The worst part was, they were never able to culture the infection. They kept taking samples of my knee during the surgeries (what “sample” meant I never really cared to know) and tried to grow whatever bacteria that had seemingly taken control of my knee. Nothing grew. At the time I hated this reality because I thought it meant I was crazy. Was it all in my head? Now I realize that I should have been more concerned for my gut than my head.

Since they didn’t know what strain of bacteria it was, they treated me for a variety of strains to cover all the bases. Meaning I was on at least two of some of the strongest antibiotics on the market at the hospital, and I took one intravenously for four weeks just for good measure. I wore around a fanny pack where I loaded my self-deflating balls of antibiotic filled with what looked like a pee-yellow toxin. Once I hooked them up to my PICC line, they started deflating and I watched them drip, drip, drip into my body. Over sixty of those balls drip, drip, dripped into my body.

In the end, I believe those nasty antibiotic fluids saved my life. I’m pretty sure my white blood cells weren’t going to single-handedly stop the red rash racing up my leg, aiming for the arteries that count. But I paid for it with my immune system. The antibiotics killed not only the naughty bacteria, but also the beneficial bacteria spanning my whole body, tipping a balance that is tough to restore, let me tell ya. And that balance, I have learned, is the foundation for an immune system that won’t poop out on you when a virus thinks your facial nerve looks like a good place to settle down.

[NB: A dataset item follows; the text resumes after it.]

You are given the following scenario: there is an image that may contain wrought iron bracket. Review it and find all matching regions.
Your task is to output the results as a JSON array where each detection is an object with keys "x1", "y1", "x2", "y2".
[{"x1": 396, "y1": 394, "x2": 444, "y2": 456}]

Someday virus, you and your buddies will meet your match in this here body. That’s the plan, anyway.

The Plan

After doing BlabbeeCare for four months now, the idea of a life I’ve always wanted but seemed entirely out of reach is kinda sorta coming together. I want to be able to cook all day every day, not just squeeze it in in the evenings. I want to be able to grow, raise, or barter the majority of the food I eat (including the grass-fed beef raised by my brother). I want to always have the time to heal myself and my family, no excuses. I want to raise awareness of what we’re feeding our kids and ourselves for that matter. Finally, I want to do all of this without the current drainage of my bank account.

One day I realized that what I had defined as my ideal lifestyle was very close to that of a stay-at-home mom, so I figured since I didn’t have any kids of my own, I had to borrow them. Thus, I became a stay-at-home Blabbee.

I created the blog because I figured it might help me follow through on tending the garden, cooking healthy meals for the kids, and putting forth the vast amount of work and planning it takes to actually heal a body, and not just erase the symptoms.  We’ll see what happens. Maybe, just maybe, something that resembles “making sense” will muster before it’s all said and done with. Can't blame a girl for tryin'.